Grad student Joseph Popson was reading his book. "The last thing I recall was the sound of the engines revving. Maybe my memory is wrong, but I still hear that roar." He woke up in a puddle near an engine, missing some clothes but generally OK. "The next thing I remember was struggling to breathe. On my hands and knees in six inches of water; I was cold; I heard moans and yelling; I smelled fumes."

Some survivors were surprisingly uninjured. George Gaudiello, reported to Time Magazine "my wife tells me she unfastened my seat belt and we walked to a group of people who seemed in fairly good condition. I have no recollection of this." Similarly, after helping free a fellow passenger from the wreckage, Thomas Rothenberg, a warehouse supervisor in New York City, stood around with three other survivors and, he said later, "talked about what we did for a living." Michael Siminerio, 22, didn't remember the impact. "I was one of the lucky ones. It was really scary. People were crying. A man couldn't find his wife."
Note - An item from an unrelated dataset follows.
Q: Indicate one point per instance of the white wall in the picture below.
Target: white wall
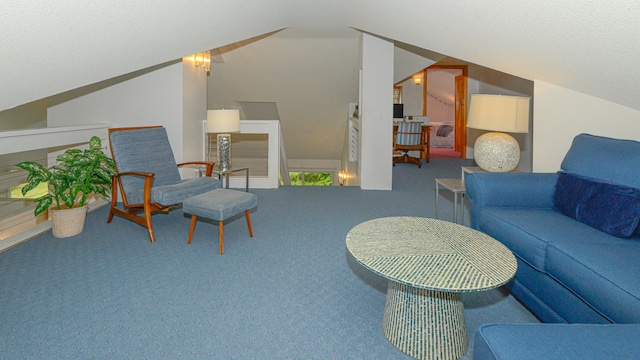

Lilly Infantino drowned. Renee Shackelford was thrown from the plane; she landed on her side in saw grass two hundred and ten feet from the cockpit. Her neck was broken - death was instant. Evelyn de Salazar landed fifty feet from the cockpit, her seat still intact, and dies from multiple injuries. The poodle under her seat lived. Ed Ulrich and Sandra Burt, sitting together in first class, were separated by fifty yards. Both lived. Johnathan Kaminer, a two year old child dressed in a red-and-blue outfit, was hurled three hundred feet north of the cockpit. He was almost unmarked except for two small lacerations on his face. He died, as did his mother and governess, Michael-Ann Kaminer and Silvia Crespo. Carmen Jorge was killed. Her eighteen month old infant, Christina, lived.

As the airplane broke up, the same apparently random pattern of survival and slaughter was repeated, time and time again.

Above, news reporter Fred Francis stands by the first point of impact, marked by the yellow flag on the left. The plane cartwheeled across the Everglades after the left wingtip make contact with the swamp. The main wreckage can be seen in the distance, several hundred yards away.